Re: [PATCH 3/3] drm/ttm: remove ttm_bo_wait_unreserved

Daniel Vetter <daniel.vetter@xxxxxxxx> · Wed, 21 Aug 2019 17:14:35 +0200

On Wed, Aug 21, 2019 at 5:03 PM Thomas Hellström (VMware)
<thomas_os@xxxxxxxxxxxx> wrote:
> On 8/21/19 4:47 PM, Daniel Vetter wrote:
> > On Wed, Aug 21, 2019 at 4:27 PM Thomas Hellström (VMware)
> > <thomas_os@xxxxxxxxxxxx> wrote:
> >> On 8/21/19 4:09 PM, Daniel Vetter wrote:
> >>> On Wed, Aug 21, 2019 at 2:47 PM Thomas Hellström (VMware)
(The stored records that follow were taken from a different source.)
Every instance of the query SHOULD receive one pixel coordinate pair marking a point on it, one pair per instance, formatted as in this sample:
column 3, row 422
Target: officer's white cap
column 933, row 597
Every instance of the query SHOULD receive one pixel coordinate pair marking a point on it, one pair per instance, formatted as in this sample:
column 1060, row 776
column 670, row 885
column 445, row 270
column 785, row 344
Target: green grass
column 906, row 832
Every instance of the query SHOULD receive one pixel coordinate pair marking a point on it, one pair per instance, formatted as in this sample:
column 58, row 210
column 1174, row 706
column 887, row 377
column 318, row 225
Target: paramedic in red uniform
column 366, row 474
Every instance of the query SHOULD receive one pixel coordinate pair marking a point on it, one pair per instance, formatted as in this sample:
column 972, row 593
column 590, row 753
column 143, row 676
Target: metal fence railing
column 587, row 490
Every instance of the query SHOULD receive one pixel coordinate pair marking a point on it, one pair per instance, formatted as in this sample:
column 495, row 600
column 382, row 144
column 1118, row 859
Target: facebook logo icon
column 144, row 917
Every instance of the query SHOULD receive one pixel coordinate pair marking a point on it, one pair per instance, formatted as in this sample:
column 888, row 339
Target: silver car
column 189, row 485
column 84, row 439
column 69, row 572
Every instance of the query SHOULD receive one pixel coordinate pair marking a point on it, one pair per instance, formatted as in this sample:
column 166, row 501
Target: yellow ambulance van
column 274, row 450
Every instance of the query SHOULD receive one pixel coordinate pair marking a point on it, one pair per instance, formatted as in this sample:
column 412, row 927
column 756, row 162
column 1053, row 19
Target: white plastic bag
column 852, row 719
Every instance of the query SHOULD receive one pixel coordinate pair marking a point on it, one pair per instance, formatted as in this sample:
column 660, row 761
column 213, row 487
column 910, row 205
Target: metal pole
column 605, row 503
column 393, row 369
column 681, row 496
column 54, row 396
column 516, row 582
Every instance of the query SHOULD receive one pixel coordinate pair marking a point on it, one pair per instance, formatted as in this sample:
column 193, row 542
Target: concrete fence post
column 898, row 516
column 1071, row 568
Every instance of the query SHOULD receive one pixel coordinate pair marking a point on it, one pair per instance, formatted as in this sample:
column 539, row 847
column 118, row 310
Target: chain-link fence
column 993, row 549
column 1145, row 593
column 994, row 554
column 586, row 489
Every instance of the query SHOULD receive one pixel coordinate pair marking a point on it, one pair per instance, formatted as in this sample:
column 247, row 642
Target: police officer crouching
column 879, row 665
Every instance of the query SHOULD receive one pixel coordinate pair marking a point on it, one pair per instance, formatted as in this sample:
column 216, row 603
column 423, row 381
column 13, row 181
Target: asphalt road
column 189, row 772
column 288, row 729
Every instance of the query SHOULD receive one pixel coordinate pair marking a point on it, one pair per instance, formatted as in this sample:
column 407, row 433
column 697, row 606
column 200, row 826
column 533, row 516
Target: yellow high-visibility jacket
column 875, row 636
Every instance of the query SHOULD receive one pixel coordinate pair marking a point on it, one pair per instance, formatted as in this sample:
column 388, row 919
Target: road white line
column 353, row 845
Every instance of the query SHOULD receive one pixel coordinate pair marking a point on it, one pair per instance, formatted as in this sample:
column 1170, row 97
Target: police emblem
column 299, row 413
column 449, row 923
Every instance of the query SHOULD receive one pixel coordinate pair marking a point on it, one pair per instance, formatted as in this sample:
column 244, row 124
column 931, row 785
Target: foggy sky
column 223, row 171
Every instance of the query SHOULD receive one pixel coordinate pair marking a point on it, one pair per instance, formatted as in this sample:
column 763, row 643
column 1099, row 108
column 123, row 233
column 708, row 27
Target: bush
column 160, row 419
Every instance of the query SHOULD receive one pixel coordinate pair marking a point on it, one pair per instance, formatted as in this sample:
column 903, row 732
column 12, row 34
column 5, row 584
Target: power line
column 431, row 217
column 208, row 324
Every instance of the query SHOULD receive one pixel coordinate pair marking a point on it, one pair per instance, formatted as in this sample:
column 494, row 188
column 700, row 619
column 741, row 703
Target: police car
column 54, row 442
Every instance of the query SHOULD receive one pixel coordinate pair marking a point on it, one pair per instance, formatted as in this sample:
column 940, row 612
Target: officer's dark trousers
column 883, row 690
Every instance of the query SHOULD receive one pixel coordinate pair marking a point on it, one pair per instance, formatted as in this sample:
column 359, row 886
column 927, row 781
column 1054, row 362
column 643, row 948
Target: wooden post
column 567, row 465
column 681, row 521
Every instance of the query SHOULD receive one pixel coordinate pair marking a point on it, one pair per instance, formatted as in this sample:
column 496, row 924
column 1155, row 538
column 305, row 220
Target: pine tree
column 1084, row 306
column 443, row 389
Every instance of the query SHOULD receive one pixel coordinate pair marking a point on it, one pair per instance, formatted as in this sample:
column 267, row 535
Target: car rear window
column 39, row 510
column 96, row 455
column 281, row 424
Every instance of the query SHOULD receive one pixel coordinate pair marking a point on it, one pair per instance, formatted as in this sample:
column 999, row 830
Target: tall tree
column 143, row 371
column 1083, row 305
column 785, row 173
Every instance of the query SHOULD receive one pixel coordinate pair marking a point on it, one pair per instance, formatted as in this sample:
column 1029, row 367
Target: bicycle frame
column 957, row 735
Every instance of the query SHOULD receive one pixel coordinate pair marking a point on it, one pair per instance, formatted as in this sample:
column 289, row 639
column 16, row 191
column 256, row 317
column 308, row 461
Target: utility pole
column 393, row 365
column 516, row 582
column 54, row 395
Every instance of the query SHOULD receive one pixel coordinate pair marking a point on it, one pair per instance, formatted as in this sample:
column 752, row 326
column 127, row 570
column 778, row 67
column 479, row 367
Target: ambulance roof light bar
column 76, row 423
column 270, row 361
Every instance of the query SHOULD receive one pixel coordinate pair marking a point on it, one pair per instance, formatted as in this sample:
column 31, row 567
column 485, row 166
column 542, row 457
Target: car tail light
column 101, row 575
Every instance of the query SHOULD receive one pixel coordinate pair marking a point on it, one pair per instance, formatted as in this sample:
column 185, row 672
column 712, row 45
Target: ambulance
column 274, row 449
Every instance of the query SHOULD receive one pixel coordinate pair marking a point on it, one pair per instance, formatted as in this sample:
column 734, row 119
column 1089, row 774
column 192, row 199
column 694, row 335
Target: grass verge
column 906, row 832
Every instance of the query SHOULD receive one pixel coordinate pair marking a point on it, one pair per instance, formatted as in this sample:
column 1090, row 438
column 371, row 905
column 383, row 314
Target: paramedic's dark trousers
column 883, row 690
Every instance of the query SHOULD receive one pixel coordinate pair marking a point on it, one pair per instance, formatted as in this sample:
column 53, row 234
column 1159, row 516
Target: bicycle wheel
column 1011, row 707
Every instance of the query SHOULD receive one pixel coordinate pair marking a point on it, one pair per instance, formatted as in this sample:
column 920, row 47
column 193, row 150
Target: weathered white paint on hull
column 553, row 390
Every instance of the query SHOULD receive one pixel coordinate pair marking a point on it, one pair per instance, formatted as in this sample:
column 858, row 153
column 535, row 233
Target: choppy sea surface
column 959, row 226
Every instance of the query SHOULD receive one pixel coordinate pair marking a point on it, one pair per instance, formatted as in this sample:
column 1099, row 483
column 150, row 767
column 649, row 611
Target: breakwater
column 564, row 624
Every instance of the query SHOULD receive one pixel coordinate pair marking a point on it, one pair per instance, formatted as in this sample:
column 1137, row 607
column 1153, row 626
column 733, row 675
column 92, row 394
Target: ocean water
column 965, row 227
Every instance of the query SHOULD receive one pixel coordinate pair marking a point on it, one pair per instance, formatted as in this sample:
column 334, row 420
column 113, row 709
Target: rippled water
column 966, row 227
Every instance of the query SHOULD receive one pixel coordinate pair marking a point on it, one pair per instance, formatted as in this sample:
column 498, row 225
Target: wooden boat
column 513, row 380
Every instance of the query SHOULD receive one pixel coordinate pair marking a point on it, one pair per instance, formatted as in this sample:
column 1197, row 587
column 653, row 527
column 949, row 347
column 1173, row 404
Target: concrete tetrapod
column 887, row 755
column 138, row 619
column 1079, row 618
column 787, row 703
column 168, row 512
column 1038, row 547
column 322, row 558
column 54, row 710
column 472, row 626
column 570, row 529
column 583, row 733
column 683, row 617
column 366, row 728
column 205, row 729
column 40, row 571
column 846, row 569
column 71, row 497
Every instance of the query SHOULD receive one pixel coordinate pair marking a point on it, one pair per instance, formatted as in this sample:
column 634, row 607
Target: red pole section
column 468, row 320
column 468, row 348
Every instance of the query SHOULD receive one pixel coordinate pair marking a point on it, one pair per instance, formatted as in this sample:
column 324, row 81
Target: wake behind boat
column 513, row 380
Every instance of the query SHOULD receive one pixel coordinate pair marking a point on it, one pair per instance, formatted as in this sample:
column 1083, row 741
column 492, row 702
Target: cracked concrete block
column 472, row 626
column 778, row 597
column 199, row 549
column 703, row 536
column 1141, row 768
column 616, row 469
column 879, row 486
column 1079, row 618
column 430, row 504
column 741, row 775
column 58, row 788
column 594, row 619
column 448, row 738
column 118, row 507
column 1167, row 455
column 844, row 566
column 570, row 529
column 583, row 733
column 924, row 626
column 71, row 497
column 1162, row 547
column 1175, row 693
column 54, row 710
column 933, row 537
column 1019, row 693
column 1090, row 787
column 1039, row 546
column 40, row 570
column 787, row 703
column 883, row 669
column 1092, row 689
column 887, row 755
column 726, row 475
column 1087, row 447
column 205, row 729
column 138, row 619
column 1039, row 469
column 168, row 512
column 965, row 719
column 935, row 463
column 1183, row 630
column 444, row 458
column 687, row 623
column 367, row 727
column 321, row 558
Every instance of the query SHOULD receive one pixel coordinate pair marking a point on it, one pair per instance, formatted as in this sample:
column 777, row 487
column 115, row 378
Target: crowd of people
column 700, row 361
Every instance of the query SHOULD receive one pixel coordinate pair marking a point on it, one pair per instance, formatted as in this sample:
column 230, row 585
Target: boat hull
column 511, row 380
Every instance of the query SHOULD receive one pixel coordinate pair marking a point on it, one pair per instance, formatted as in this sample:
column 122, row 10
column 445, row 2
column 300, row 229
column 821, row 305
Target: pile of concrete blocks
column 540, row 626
> >>> <thomas_os@xxxxxxxxxxxx> wrote:
> >>>> On 8/21/19 2:40 PM, Thomas Hellström (VMware) wrote:
> >>>>> On 8/20/19 4:53 PM, Daniel Vetter wrote:
> >>>>>> With nouveau fixed all ttm-using drives have the correct nesting of
> >>>>>> mmap_sem vs dma_resv, and we can just lock the buffer.
> >>>>>>
> >>>>>> Assuming I didn't screw up anything with my audit of course.
> >>>>>>
> >>>>>> Signed-off-by: Daniel Vetter <daniel.vetter@xxxxxxxxx>
> >>>>>> Cc: Christian Koenig <christian.koenig@xxxxxxx>
> >>>>>> Cc: Huang Rui <ray.huang@xxxxxxx>
> >>>>>> Cc: Gerd Hoffmann <kraxel@xxxxxxxxxx>
> >>>>>> Cc: "VMware Graphics" <linux-graphics-maintainer@xxxxxxxxxx>
> >>>>>> Cc: Thomas Hellstrom <thellstrom@xxxxxxxxxx>
> >>>>>> ---
> >>>>>>     drivers/gpu/drm/ttm/ttm_bo.c    | 34 ---------------------------------
> >>>>>>     drivers/gpu/drm/ttm/ttm_bo_vm.c | 26 +------------------------
> >>>>>>     include/drm/ttm/ttm_bo_api.h    |  1 -
> >>>>>>     3 files changed, 1 insertion(+), 60 deletions(-)
> >>>>>>
> >>>>>> diff --git a/drivers/gpu/drm/ttm/ttm_bo.c b/drivers/gpu/drm/ttm/ttm_bo.c
> >>>>>> index 20ff56f27aa4..a952dd624b06 100644
> >>>>>> --- a/drivers/gpu/drm/ttm/ttm_bo.c
> >>>>>> +++ b/drivers/gpu/drm/ttm/ttm_bo.c
> >>>>>> @@ -1954,37 +1954,3 @@ void ttm_bo_swapout_all(struct ttm_bo_device
> >>>>>> *bdev)
> >>>>>>             ;
> >>>>>>     }
> >>>>>>     EXPORT_SYMBOL(ttm_bo_swapout_all);
> >>>>>> -
> >>>>>> -/**
> >>>>>> - * ttm_bo_wait_unreserved - interruptible wait for a buffer object
> >>>>>> to become
> >>>>>> - * unreserved
> >>>>>> - *
> >>>>>> - * @bo: Pointer to buffer
> >>>>>> - */
> >>>>>> -int ttm_bo_wait_unreserved(struct ttm_buffer_object *bo)
> >>>>>> -{
> >>>>>> -    int ret;
> >>>>>> -
> >>>>>> -    /*
> >>>>>> -     * In the absense of a wait_unlocked API,
> >>>>>> -     * Use the bo::wu_mutex to avoid triggering livelocks due to
> >>>>>> -     * concurrent use of this function. Note that this use of
> >>>>>> -     * bo::wu_mutex can go away if we change locking order to
> >>>>>> -     * mmap_sem -> bo::reserve.
> >>>>>> -     */
> >>>>>> -    ret = mutex_lock_interruptible(&bo->wu_mutex);
> >>>>>> -    if (unlikely(ret != 0))
> >>>>>> -        return -ERESTARTSYS;
> >>>>>> -    if (!dma_resv_is_locked(bo->base.resv))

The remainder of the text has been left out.